Sadly, this is what passes for political discourse today: two clearly partisan “commentary” shows having at each other in the cable equivalent of the Roman Coliseum. Hiring Olbermann, who comes from sports, may have been MSNBC’s game plan all along given the self-absorbed linebackers on the opposing team.

Olbermann wants to be funny, but he also wants to be taken seriously. He’s like the unctuous uncle at a holiday family gathering with a compulsive need to show everyone how smart he is. Sitting in the middle of the living room couch he holds forth on everything from federal subsidies to his hatred of Bill O’Reilly. Eagerly, he works each family member over with his mile-a-minute spiel amid uncomfortable but polite smiles until, one by one, everyone leaves, and he’s left talking to the dog. After two minutes, even the dog leaves.

On his July 6, 2010 program, Olbermann cited reports by theCenter for American Progress (a liberal think tank,Politifact.com points out) that outlined “nine different subsidies that the U.S. government gives to an industry that makes more money than any other industry, including refunds for drilling costs and refunds to cover the cost of searching for oil. Subsidies for oil and gas companies make up 88 percent of all federal subsidies.
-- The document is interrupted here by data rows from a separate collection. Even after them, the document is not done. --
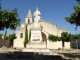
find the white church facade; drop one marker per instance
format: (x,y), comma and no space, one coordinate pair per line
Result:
(47,28)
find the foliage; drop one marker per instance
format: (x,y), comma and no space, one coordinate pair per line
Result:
(0,36)
(52,37)
(74,17)
(29,35)
(10,19)
(26,37)
(11,37)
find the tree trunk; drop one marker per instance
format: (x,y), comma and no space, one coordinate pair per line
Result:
(5,38)
(63,47)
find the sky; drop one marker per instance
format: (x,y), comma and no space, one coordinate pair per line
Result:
(53,11)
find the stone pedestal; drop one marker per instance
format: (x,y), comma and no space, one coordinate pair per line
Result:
(36,39)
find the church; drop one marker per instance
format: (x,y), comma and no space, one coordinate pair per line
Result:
(47,28)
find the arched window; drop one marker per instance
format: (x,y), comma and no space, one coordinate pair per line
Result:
(21,35)
(28,21)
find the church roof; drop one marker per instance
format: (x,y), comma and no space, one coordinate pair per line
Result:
(29,15)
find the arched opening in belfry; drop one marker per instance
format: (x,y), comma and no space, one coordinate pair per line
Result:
(44,38)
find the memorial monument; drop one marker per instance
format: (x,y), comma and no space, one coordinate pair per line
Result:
(36,42)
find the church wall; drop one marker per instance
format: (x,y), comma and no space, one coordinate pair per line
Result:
(19,42)
(50,28)
(57,44)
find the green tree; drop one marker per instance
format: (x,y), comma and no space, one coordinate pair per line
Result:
(0,36)
(26,37)
(75,17)
(65,37)
(53,38)
(9,20)
(29,35)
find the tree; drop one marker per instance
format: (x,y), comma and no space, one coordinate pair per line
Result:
(0,36)
(65,37)
(75,17)
(26,37)
(29,35)
(11,37)
(9,20)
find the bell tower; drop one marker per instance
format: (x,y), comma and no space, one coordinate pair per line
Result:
(28,18)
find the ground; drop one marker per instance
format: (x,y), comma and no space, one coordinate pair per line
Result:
(66,54)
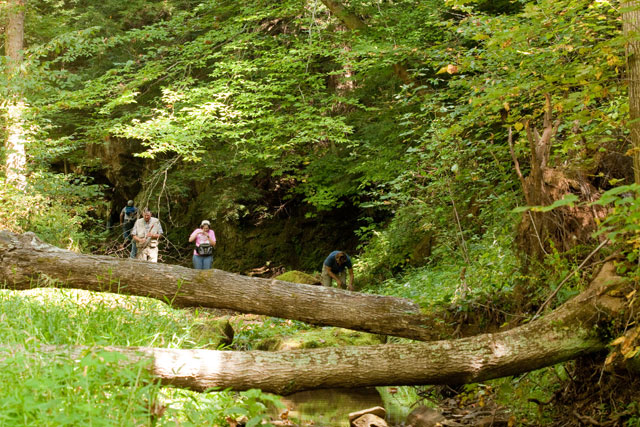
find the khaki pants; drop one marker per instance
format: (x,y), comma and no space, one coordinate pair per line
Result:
(326,279)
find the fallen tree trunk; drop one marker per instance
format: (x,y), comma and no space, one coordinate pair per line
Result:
(567,333)
(26,262)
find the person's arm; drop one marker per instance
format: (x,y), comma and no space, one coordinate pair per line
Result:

Just cutting the oil and gas subsidies out would save the U.S. government $45 billion every year.”

Quoting simple homework done by Politifact, “We tracked down the Center for American Progress paper the statistic was drawn from – ‘Pumping Tax Dollars to Big Oil: Getting Government Priorities Right on Tax Subsidies for Oil Companies,’ published on April 14, 2010, by Sima J. Gandhi, a senior economic policy analyst with the center.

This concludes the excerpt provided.